My submission was focused on the ‘‘digital era” framing. The summary of my piece is that the digital economy has left small towns and small businesses behind. Focusing on just the digital economy will leave us behind even more. We need a competition policy for the whole economy and country.
The ‘digital era’ framing does not deal with any of the structural problems that caused the decline of small businesses and small communities. Dealing with these problems requires the economic winners to sacrifice in order to strengthen small businesses and communities. Facebook and Google cannot hoard all the digital ad money to the detriment of local news journalism. The retail playing field must be equal to allow local retail to thrive, this means Walmart and Amazon sacrificing some of their power The innovation framing means we don’t have to ask the winners to make a sacrifice because the future will be magically better for all.
Focusing on the future also means we don’t need to look at past behaviours and decisions that have created our current problems. We never talked about how lifting public health measures early allowed COVID to spread and caused many unnecessary deaths. In the economy, focusing on the future means we don’t need to talk about the policy changes that created our growing wealth inequality. We don’t need to deal with tax havens and how corporations are using clever accounting to starve our shared services. We don’t need to enforce our laws to stop the anti-competitive practices that have proliferated throughout the business world. We don’t need to acknowledge that we must govern to stop workers, small businesses and small towns from being exploited by dominant corporations.

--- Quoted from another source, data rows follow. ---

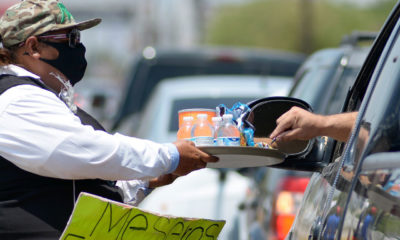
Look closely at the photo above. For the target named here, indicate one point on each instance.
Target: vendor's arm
(300, 124)
(38, 133)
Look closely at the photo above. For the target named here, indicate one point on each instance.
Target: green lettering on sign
(64, 12)
(96, 218)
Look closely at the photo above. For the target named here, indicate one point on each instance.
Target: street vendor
(50, 150)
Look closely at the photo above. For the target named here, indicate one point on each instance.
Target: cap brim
(88, 24)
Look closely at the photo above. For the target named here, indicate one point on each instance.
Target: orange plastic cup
(193, 113)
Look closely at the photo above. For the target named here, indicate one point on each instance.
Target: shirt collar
(16, 71)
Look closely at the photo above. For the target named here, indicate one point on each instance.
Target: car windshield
(210, 103)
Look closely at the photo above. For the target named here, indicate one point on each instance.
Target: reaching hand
(300, 124)
(162, 180)
(191, 158)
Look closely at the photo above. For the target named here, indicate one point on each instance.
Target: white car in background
(207, 193)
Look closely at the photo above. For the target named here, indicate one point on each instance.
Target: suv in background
(323, 81)
(353, 193)
(155, 65)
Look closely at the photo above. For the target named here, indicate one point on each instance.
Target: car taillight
(287, 202)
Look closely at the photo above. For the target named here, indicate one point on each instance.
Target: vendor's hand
(162, 180)
(191, 158)
(297, 124)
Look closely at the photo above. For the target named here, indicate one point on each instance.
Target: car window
(210, 103)
(373, 205)
(341, 90)
(311, 85)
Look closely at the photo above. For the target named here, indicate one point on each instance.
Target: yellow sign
(102, 219)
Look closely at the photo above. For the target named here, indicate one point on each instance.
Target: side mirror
(265, 112)
(299, 155)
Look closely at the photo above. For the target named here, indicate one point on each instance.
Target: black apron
(36, 207)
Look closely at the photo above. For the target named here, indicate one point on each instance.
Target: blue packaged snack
(239, 112)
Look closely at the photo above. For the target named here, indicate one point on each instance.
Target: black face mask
(71, 61)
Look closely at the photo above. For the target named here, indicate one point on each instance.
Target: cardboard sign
(102, 219)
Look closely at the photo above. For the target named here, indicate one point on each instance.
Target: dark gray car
(355, 192)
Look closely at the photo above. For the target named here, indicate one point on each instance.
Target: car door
(335, 205)
(372, 209)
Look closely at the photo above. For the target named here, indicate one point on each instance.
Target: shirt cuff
(174, 153)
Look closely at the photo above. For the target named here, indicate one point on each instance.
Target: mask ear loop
(67, 92)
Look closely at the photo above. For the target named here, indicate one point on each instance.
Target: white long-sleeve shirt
(40, 134)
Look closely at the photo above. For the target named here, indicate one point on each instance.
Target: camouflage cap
(35, 17)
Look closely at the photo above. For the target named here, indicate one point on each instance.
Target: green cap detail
(64, 11)
(34, 17)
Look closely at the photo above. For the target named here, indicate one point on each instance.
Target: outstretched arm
(300, 124)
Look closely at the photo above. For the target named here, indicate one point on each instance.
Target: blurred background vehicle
(99, 97)
(207, 193)
(323, 81)
(156, 65)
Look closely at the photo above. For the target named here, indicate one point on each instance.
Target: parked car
(323, 81)
(99, 97)
(157, 64)
(208, 193)
(353, 192)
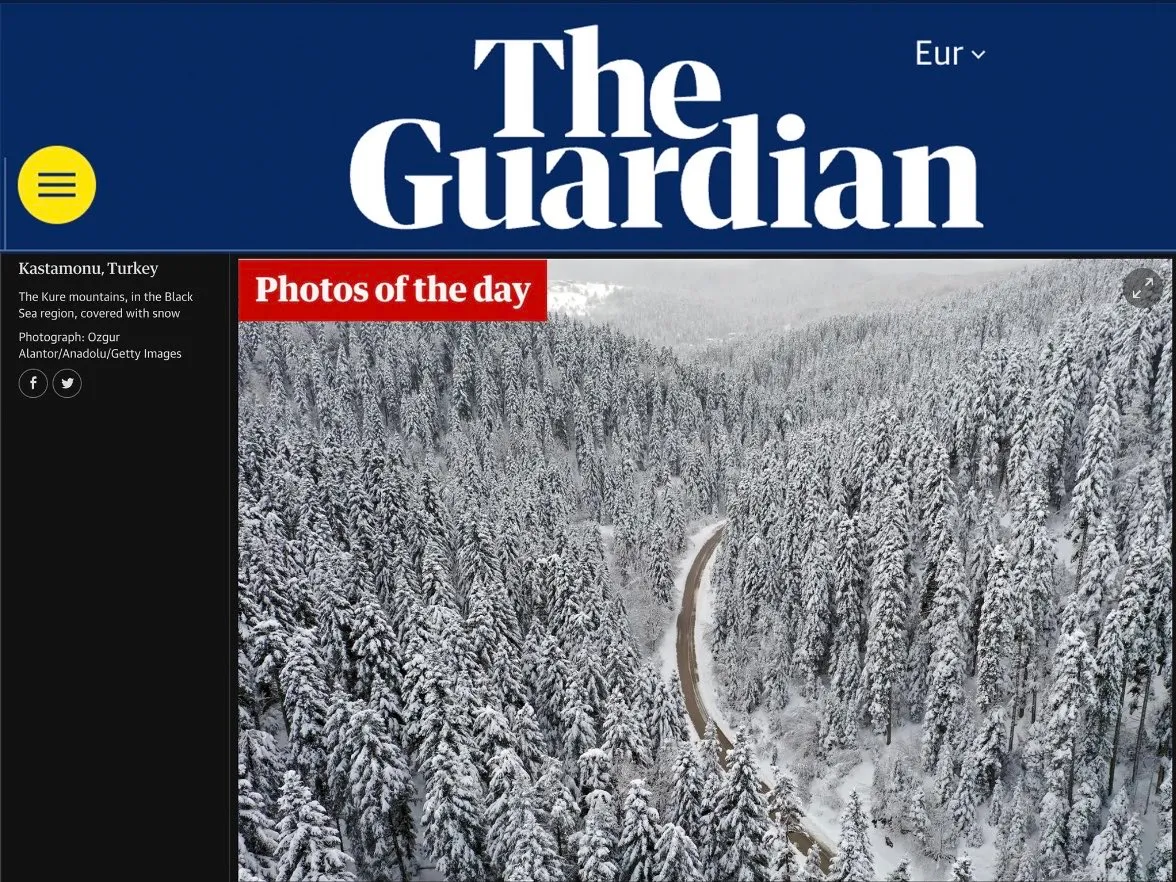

None of these gets fixed without looking back at the choices and decisions we made in the past. One of these policy changes we made was to the Competition Act in the 1980’s. Moving forward we need to reform our competition policy and then enforce our laws. This is how we start to equitably distribute power in our society, which then lets us address many of our other shared problems. The conversation on reforming our competition policy is starting. We must speak up and demand the focus of our Competition Act returns to people and our communities, not ‘efficiencies’ or other vague economic terms. We have done this before, and we must do it again.